Question

A toy is in the form of a cone of radius 3.5 cm mounted on a hemisphere of same radius. The total height of the toy is 15.5 cm. Find the total surface area of the toy.

Answer 1

We have,

Radius of the hemisphere = Radius of the cone = r = 3.5 cm and

Height of the cone = 15.5 – 3.5 = 12 cm

Also,

The slant height of the cone, `l = sqrt(h^2 + r^2)`

= `sqrt(12^2 + 3.5^2)`

= `sqrt(144 + 12.25)`

= `sqrt(156.25)`

= 12.5 cm

Now,

Total surface area of the toy = CSA of cone + CSA of hemisphere

= πrl + 2πr²

= πr(l + 2r)

= `22/7 xx 3.5 xx (12.5 + 2 xx 3.5)`

= 11 × (12.5 + 7)

= 11 × 19.5

= 214.5 cm² 

So, the total surface area of the toy is 214.5 cm².

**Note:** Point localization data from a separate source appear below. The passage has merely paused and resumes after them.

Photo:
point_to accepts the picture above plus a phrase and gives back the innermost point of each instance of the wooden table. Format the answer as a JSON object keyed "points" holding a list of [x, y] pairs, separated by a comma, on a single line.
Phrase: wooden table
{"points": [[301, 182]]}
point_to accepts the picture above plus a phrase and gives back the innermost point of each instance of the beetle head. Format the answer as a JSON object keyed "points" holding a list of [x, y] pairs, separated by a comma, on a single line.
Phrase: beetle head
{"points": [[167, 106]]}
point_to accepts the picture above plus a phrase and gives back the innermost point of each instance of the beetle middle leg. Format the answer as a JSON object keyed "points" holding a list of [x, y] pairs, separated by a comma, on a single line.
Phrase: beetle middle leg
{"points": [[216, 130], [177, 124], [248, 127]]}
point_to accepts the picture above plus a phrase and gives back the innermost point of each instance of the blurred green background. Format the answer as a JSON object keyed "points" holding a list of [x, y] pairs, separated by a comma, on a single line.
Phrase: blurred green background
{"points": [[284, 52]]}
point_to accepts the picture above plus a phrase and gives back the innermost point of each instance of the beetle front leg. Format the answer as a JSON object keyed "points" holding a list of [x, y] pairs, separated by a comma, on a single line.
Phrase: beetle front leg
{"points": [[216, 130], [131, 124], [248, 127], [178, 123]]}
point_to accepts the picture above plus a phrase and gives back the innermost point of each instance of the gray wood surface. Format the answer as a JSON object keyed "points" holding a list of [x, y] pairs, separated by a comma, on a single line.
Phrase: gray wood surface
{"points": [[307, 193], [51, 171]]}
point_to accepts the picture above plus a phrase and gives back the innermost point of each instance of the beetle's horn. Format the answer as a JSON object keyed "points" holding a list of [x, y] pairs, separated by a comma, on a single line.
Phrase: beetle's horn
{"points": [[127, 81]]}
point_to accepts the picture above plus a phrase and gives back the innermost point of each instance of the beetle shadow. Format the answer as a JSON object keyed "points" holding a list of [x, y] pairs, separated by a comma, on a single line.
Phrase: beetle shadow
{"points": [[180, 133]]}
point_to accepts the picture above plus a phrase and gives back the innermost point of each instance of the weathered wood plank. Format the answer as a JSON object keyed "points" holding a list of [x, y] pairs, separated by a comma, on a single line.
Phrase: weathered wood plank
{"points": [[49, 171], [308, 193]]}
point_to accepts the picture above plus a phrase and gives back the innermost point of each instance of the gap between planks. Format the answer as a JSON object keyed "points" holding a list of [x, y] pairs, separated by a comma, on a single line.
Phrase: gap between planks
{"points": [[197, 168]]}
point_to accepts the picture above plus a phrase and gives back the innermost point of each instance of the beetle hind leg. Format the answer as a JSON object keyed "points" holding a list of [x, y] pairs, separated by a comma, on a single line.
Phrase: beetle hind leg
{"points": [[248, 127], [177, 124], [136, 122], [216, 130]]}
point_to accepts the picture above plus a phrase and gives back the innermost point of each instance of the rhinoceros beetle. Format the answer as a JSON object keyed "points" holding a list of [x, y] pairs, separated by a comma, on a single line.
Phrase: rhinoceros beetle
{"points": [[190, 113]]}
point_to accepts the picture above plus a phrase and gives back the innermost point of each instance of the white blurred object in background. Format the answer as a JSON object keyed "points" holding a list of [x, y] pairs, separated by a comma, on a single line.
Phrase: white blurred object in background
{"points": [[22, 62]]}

Disclaimer: The answer given in the textbook is incorrect. The same has been corrected above.

Answer 2

Height of hemisphere = r = 3.5 cm

Height of cone = 15.5 – 3.5 = 12 cm

Slant height of cone = `sqrt(r^2 + h^2)`

= `sqrt(12.25 + 144)`

= `sqrt(156.25)`

= 12.5 cm

Total surface area of the toy = CSA of cone + CSA of hemisphere

= πrl  + 2πr² 

= `22/7 xx 12.5 xx 3.5 + \cancel(2) xx 22/\cancel(7) xx \cancel(3.5) xx 3.5`

= 22 × 12.5 × 0.5 + 22 × 3.5

= `22 (12.5 xx 5/10 + 3.5)`

= `22 (12.5 xx 1/2 + 3.5)`

= 22 (6.25 + 3.5)

= 22 (9.75)

= 214.5 cm²

∴ Total surface area of the toy is 214.5 cm².